All Aboard the DevOps SHIP

TL:DR: More than just a buzzword, DevOps is a culture that can help organisations accelerate their delivery of digital solutions. But for it to work, organisations must understand their own pain points and bottlenecks. Mr Hudson Lee, DevOps Consultant at GovTech, shared his insights on DevOps in a highly-regulated environment at the STACK 2018 Developers Conference.

As technology advances, new vocabulary surrounding novel inventions and processes start to appear. One example of this is the term ‘DevOps’, which had no meaning until 2009, when a pair of IT professionals—Mr Patrick Debois and Mr Andrew ‘Clay’ Shafer—decided that development and operations teams within organisations should not be operating in silos.

The pair went on to start a cultural and professional movement that stresses communication, collaboration and integration between software developers and IT operations managers. They called this new modus operandi—you guessed it—DevOps.

Today, DevOps has been widely adopted by IT departments in both the public and private sectors, and GovTech is no exception, said Mr Hudson Lee, DevOps Consultant at the Government Technology Agency of Singapore (GovTech).

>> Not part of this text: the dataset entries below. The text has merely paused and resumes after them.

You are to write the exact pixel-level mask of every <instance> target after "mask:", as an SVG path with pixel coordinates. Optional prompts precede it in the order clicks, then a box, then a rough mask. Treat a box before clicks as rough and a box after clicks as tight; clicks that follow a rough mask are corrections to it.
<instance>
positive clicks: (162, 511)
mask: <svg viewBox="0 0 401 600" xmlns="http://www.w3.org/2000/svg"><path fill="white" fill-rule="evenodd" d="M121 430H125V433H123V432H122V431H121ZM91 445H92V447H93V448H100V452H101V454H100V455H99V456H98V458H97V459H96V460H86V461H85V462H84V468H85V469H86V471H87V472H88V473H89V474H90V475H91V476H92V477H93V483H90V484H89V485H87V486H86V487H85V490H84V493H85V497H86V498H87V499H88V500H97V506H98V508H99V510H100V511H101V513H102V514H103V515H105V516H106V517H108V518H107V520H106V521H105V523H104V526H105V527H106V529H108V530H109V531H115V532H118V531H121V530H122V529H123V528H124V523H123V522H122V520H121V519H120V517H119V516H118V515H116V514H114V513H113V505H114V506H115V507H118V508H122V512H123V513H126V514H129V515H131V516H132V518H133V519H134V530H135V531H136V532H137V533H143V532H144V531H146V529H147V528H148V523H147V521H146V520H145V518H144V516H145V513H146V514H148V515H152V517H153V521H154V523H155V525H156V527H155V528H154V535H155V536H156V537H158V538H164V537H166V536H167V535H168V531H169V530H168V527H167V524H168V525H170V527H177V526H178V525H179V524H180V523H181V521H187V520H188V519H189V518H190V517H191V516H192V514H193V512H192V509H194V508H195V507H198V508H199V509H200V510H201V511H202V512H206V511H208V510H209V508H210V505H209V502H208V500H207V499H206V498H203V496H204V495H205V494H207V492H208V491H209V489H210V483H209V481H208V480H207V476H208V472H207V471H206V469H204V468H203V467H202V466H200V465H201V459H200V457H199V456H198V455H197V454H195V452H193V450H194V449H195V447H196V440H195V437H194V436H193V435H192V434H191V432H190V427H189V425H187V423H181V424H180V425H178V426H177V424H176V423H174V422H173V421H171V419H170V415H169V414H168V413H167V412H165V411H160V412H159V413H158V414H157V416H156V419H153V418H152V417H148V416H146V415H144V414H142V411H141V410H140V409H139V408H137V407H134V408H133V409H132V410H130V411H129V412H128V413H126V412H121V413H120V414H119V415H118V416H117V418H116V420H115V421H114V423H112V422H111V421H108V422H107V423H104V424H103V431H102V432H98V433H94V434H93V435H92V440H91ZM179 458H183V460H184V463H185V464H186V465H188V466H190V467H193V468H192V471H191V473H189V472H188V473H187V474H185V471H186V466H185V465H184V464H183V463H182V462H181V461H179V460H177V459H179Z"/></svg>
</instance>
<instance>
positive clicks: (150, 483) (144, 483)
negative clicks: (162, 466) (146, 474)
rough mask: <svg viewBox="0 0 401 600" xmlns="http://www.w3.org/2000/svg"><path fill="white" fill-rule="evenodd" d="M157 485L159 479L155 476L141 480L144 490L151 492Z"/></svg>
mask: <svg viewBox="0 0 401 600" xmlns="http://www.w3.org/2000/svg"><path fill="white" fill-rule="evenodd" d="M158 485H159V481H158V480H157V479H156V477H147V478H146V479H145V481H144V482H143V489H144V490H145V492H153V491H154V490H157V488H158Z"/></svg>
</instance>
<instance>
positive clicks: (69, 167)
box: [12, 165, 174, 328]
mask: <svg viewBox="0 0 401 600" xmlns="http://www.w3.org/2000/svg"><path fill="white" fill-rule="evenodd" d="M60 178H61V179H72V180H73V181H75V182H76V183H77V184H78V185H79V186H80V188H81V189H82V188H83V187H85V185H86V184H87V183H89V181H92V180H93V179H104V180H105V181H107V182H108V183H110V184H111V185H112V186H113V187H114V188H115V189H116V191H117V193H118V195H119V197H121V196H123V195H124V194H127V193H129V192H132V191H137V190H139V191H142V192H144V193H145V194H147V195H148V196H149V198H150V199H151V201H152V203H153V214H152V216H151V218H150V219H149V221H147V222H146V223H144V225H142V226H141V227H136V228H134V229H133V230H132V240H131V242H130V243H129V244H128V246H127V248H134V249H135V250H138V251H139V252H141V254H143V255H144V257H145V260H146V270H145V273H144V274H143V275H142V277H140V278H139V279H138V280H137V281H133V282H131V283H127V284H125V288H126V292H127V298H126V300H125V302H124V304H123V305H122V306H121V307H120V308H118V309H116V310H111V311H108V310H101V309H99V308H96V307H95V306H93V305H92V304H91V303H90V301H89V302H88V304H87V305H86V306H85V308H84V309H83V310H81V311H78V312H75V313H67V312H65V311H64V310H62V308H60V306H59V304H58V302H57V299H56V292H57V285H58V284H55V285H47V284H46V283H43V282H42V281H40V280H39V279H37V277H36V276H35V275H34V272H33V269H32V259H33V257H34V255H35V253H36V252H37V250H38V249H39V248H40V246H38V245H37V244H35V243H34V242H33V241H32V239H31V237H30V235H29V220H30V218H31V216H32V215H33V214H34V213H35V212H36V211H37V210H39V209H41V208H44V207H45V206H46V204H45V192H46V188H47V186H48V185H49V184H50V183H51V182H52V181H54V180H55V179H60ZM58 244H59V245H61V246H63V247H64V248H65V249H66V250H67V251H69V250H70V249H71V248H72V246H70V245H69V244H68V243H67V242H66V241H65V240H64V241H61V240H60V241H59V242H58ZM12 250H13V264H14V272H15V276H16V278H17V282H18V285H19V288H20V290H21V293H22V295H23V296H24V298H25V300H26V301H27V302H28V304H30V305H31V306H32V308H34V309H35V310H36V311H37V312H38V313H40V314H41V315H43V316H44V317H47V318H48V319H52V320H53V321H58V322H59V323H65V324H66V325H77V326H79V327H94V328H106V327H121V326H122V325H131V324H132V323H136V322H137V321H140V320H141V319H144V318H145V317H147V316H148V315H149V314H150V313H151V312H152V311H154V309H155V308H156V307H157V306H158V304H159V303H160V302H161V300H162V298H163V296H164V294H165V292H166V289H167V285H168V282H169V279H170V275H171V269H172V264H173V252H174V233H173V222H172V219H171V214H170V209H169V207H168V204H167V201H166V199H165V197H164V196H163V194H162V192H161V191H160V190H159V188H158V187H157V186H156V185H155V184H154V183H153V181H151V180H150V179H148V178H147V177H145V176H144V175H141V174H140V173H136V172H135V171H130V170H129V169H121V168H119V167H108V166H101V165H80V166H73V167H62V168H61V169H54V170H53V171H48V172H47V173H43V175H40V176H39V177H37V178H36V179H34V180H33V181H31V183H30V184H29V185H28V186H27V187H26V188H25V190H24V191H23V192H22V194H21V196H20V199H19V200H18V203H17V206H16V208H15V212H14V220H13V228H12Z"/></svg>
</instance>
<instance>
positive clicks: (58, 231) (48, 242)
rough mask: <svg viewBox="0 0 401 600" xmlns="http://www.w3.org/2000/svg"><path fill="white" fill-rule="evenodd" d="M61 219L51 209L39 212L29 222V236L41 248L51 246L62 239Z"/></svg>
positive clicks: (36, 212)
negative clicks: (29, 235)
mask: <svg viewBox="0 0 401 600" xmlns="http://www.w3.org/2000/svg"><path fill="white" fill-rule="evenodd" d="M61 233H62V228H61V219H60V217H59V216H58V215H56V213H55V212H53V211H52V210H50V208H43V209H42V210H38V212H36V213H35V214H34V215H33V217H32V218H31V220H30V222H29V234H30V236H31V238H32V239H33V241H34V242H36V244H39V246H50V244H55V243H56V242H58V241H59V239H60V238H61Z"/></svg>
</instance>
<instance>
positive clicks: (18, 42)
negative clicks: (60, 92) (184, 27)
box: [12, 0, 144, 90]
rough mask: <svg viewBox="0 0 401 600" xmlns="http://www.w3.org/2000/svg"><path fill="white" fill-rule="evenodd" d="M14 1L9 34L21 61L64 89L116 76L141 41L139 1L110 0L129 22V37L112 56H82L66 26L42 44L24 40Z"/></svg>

Fewer hurdles, faster progress

But DevOps is no magic bullet. Before it can be effective, organisations first have to identify the pain points in their internal processes that they want to address. To this end, Mr Lee noted that GovTech uses “value stream mapping”—a systematic analysis of existing application development workflows.

“We found that one of the key bottlenecks was policy clearance, which really prolonged deployment times,” he said. Once the problem was identified, solving it was simply a matter of “baking as many policies into the code as possible”. This means that the intent of the policy is reflected in the design of the application, hence the application can be approved and released more quickly.

Mr Lee noted that a unified release pipeline called SHIP (Secure Hybrid Integrated Pipeline) is in the works to crystallise this philosophy of “codifying policy”. Importantly, SHIP is not a one-size-fits-all solution—different public sector agencies can customise it to suit their own objectives.

“If an agency has tighter policies, they can still add it to the code. But fundamentally, we have already built in the basic checkpoints that have been dictated by the government,” Mr Lee elaborated.

Steering the SHIP towards success

Nonetheless, the ship is not yet ready to set sail, said Mr Lee. In a climate of brazen and frequent cyberattacks, the ‘secure’ aspect of SHIP is being beefed up to better protect applications against malicious tampering. Hence, in addition to the developer and operations teams, cybersecurity professionals must also get involved. Just when the term ‘DevOps’ is gaining traction, a new word has emerged to describe this tripartite IT unit—‘DevSecOps’.

Another problem that Mr Lee foresees is SHIP’s compatibility. “For example, at Microsoft, you can have just one pipeline that supports [software development on Microsoft’s platform]. This is different from the government environment, where we need our pipeline to support other frameworks such as Java, Macintosh and so on,” Lee said.

This is where taking a consultative approach with multiple stakeholders helps. By speaking to the potential end users of SHIP and gathering their feedback on how to improve the system, Mr Lee’s team can ensure that the pipeline will eventually be relevant across a wide swathe of government.

“At the end of the day, what we want is to enable software products to be delivered faster, more frequently and more reliably,” he concluded.